Ich würde eher Zweites vermuten. Ich meine, aus internationaler Perspektive muss man froh sein, wenn Österreich von Australien unterschieden wird, was glücklicher Weise zunehmend geschieht. Aber man kann kaum Differenzierungen erwarten. Das ist auch okay, man muss natürlich auch gemeinsam agieren.

Meinen Sie, österreichische „Dachmarken“ wie „Tyrol“ könnten diese differenziertere Sichtbarkeit aus internationaler Perspektive begünstigen? Gibt es Pläne?

Ja, der Wirtschaftsminister arbeitet an einem starken Branding. Ich sehe auch in Tirol sehr viele erfolgreiche Vermarktungsstrategien, v.a im Tourismus. Es mag jetzt eine lächerliche Anmerkung sein, aber… Ich denke, Tirol hat einen Marktvorteil: sein Name. Nieder- oder Oberösterreich oder Vorarlberg mit ihrem Namen zu vermarkten, ist viel schwieriger. Was mir noch zu Tirol einfällt: Es gibt eine unglaublich erfolgreiche Firma, Cine Tirol, visierte Filmteams kommen aus der ganzen Welt, um in Tirol, dieser tollen „Kulisse“, zu filmen. Heraus kommen z.B. indische „Liebesschinken“, also Bollywood-Filme, und ein Effekt ist: der Anteil der indischen Feriengäste in Tirol steigt enorm.

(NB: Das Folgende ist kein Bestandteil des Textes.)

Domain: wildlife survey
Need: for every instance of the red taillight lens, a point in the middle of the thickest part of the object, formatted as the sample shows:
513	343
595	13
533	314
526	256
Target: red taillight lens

Tirol konzentriert sich soeben sehr auf seine Stärke als Kreativstandort. Die Wirtschaftskammer und die Standortagentur haben erfasst: jedes zehnte Unternehmen in Tirol hat einen kreativen Schwerpunkt. Eine Befragung ergab aber auch, dass die Kreativen mit einigem unzufrieden sind; den Aus- und Weiterbildungsmöglichkeiten v.a. …

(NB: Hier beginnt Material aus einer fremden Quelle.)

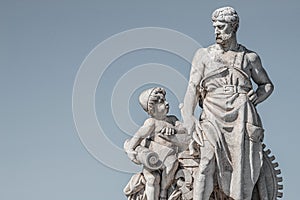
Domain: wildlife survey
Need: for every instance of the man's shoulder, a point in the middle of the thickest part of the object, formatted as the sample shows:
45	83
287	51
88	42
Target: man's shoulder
251	55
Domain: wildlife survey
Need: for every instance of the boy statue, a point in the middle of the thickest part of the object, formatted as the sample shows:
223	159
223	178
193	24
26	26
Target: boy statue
152	144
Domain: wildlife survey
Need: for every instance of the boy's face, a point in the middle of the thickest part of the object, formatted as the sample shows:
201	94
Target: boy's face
160	108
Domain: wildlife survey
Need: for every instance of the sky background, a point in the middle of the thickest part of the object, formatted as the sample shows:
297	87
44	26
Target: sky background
43	45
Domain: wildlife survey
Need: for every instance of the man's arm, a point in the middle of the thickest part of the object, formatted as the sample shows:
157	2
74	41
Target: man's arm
260	77
192	94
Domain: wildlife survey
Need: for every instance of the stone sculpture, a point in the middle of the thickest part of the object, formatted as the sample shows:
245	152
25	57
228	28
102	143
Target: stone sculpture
221	155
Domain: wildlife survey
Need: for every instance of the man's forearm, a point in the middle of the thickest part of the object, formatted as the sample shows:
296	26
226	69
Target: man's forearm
263	92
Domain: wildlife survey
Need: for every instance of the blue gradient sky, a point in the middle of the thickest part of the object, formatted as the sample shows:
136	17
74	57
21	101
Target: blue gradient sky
43	44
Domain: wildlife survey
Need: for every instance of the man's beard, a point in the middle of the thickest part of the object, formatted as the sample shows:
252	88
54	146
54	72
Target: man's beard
222	39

Da sind wir ein bisschen schwach, das stimmt. Deshalb wollte ich ja in Innsbruck eine Kunstfakultät aufbauen, ist mir aber leider nicht gelungen. Die Wiener haben mir damals nicht das Geld dafür gegeben. (Schmunzelt)

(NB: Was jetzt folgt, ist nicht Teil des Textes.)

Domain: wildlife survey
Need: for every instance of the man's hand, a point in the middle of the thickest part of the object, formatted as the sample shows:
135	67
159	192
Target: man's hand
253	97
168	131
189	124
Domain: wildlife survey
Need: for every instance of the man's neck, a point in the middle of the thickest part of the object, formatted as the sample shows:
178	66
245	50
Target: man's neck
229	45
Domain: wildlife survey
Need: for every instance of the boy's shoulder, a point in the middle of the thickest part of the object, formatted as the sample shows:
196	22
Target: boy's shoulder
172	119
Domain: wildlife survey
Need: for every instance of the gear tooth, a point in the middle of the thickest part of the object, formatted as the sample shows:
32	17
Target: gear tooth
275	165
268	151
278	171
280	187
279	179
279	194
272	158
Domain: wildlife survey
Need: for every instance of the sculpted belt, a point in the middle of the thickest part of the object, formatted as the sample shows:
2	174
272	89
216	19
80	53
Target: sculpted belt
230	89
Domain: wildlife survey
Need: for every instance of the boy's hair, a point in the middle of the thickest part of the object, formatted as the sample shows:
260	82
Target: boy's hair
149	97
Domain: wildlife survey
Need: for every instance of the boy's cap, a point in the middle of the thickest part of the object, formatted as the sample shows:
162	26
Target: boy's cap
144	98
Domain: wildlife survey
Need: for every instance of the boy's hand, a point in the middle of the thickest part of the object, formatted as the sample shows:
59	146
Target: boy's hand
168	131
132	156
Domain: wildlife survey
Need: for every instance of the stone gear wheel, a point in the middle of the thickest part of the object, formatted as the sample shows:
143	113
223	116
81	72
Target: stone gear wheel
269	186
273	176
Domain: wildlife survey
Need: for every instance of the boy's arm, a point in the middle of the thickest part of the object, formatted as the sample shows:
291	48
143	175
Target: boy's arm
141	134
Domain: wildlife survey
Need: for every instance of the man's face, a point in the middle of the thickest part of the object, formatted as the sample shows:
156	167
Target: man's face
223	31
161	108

Und jetzt gäbe es die Möglichkeit, das zu ändern!

Naja, es würde mir wahrscheinlich enge Parteilichkeit vorgeworfen, wenn ich es jetzt täte. Als Wissenschaftsminister muss ich möglichst alle regionalen Wünsche bedienen. Ich glaube, dass in der Kreativität eine gewisse Synergie und Konzentration wichtig ist, um nicht nur Mini-Standorte zu erhalten. Das befürchtete man wohl damals bei Innsbruck. Aber leider haben wir in Westösterreich keine akademischen Standorte. Andererseits hat sich die Architektur in Vorarlberg ohne diesen akademischen Standort großartig entwickelt.

weiter auf S. 3: Töchterle über wirtschaftliches Denken und die Künstler-Natur…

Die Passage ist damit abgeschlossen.